In any case, this isn’t relevant to how these states project their power. When a Palestinian child is blown apart by a bomb manufactured in the US, or dropped from a F35 jet whose key components are supplied by the UK, is that killing morally superior because the child’s killers have competitive elections?
There’s more. Starmer has publicly declared that he is prepared to send British troops - that is other people’s children - to Ukraine, even as he acknowledges that could put those troops “in harm’s way” if the war resumes.
Unfortunately this posturing has swiftly backfired because Olaf Scholz, the chancellor of Germany, said the suggestion was “completely premature”, “highly inappropriate” and that he was a “little irritated.”
Meanwhile Jose Manuel Albares, the foreign minister of Spain, said:
Nobody is currently considering sending troops to Ukraine. Peace is still very far away, and for one reason only – Vladimir Putin.” He added that decisions would “have to consider for what mission, who will comprise it, under what flag, with what mandate”.
This really is amateur hour from Starmer, whose whole ethos was “I’m the grownup in the room”. To just unilaterally throw out such a consequential proposal without discussing it first with the other countries who would need to supply troops for such a force is, frankly, shambolic behaviour.
Which brings us to what’s really happening here. I don’t actually think what’s making Starmer tick here is primarily about Ukraine. Starmer’s personal ratings are catastrophic. No prime minister in recorded polling history has had their support collapse so swiftly.
Keir Starmer and his aides clearly think that the way to turn that around is the threat of war, sprinkling some Churchillian dust on him, making him look like a statesman.
Well, there is far too much at stake to indulge the desperate posturing of a failing leader.
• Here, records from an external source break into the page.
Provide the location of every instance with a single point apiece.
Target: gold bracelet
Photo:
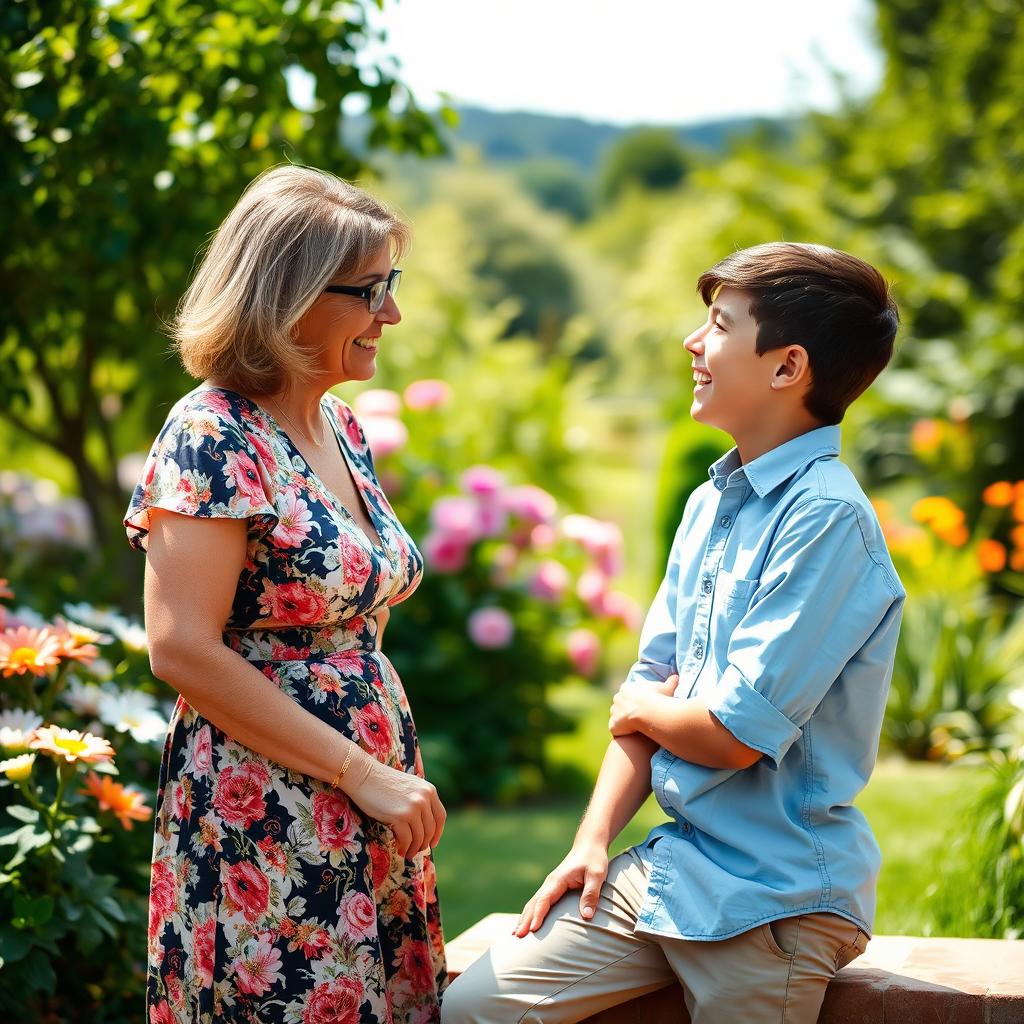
(336, 781)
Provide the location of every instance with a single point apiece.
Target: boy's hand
(632, 705)
(586, 866)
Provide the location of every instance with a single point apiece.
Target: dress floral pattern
(273, 899)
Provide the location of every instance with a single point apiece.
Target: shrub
(74, 873)
(515, 597)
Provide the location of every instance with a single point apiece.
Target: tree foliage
(129, 129)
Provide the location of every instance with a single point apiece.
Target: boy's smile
(731, 380)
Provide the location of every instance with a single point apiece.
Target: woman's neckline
(342, 442)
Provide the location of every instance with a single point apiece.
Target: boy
(755, 708)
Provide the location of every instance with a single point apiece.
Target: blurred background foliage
(550, 287)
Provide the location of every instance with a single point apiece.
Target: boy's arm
(624, 780)
(822, 598)
(623, 784)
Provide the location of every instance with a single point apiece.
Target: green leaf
(22, 813)
(38, 973)
(13, 944)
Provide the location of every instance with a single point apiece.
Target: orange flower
(27, 649)
(128, 805)
(77, 642)
(998, 495)
(991, 556)
(71, 744)
(936, 509)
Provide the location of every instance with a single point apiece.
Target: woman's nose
(389, 312)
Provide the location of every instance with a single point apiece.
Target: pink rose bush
(518, 594)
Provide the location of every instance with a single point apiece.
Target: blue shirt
(780, 609)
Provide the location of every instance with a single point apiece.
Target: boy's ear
(792, 368)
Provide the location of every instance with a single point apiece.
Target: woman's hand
(585, 866)
(408, 804)
(634, 702)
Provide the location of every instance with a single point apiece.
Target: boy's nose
(694, 343)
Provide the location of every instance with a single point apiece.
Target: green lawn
(494, 859)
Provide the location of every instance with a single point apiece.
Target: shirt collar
(775, 467)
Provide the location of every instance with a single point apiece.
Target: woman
(292, 879)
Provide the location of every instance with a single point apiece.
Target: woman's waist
(306, 643)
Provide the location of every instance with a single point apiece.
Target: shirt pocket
(732, 595)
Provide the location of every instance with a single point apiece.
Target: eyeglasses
(375, 294)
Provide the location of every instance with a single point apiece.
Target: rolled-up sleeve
(820, 598)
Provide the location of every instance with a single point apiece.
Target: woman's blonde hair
(291, 232)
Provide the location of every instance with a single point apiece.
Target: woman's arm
(192, 573)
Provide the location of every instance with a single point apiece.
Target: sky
(652, 61)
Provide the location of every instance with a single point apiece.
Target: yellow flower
(77, 642)
(19, 768)
(128, 805)
(26, 649)
(71, 744)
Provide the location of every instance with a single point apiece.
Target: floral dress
(273, 898)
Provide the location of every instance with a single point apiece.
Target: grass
(494, 859)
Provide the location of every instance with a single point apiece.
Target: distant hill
(513, 137)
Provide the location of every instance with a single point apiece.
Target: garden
(528, 423)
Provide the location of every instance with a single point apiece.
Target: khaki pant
(571, 968)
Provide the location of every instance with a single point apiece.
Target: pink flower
(378, 401)
(457, 517)
(484, 481)
(294, 603)
(532, 505)
(248, 888)
(201, 753)
(444, 553)
(354, 561)
(358, 914)
(543, 536)
(241, 472)
(550, 581)
(380, 863)
(584, 649)
(491, 628)
(591, 589)
(161, 1013)
(258, 968)
(414, 954)
(163, 895)
(622, 606)
(334, 821)
(425, 394)
(295, 519)
(603, 541)
(374, 729)
(239, 794)
(204, 937)
(385, 435)
(334, 1003)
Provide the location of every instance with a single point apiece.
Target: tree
(129, 130)
(649, 158)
There are those who blindly cheer on deploying British troops in war zones, hoping we’ll just erase Iraq and Afghanistan as though neither happened. Well, some of us have memories rather longer than last week.
We live in a world, alas, dominated by bloodstained warmongers who have unleashed so much suffering and chaos. Some have spilled so much Ukrainian blood, some have spilled so much Arab blood - and some of us believe that spilled civilian blood is of equal weight.
We should reject slashing spending on our already decimated public services in the service of war, and we should reject once again sending British troops to potential catastrophe.
And to those who smear us as a result: We were right about Afghanistan. We were right about Iraq. We were right about Libya. We are not going to be browbeat into yet more disasters - this time with the very future of human civilisation at stake.
What a terrific piece of writing! Thank you for this...
The choice between increasing defence spending by raising taxes rather than raising taxes for spending on social programs is a) a false dichotomy and b) economically illiterate. Taxes do not pay for spending. Government spending comes first and some of that spending is taxed back to prevent inflation.
Government, as the currency issuer, can create whatever funding is required to pay for defence and/or pay for social programs. (Within limits of course). Nonsense such as fiscal rules are political decisions, as are decisions to cut public spending “because of debt, or because the “deficit is too great”. They are not economic imperatives. The austerity pursued by the Tories and now by LINO is a purely political decision. The neoliberal paradigm of enriching the wealthy and impoverishing the rest of us is pure politics, supported by plausible stories about trickle down economics, or there is no government money only taxpayers’ money, or we can’t max out the credit card and live beyond our means. The household analogy for State finances is pernicious propaganda to keep the plebs in their place.
Wise up. Read Stephanie Kelton’s books and spread the message instead of repeating the lies that keep people in poverty while the elite few get ever richer.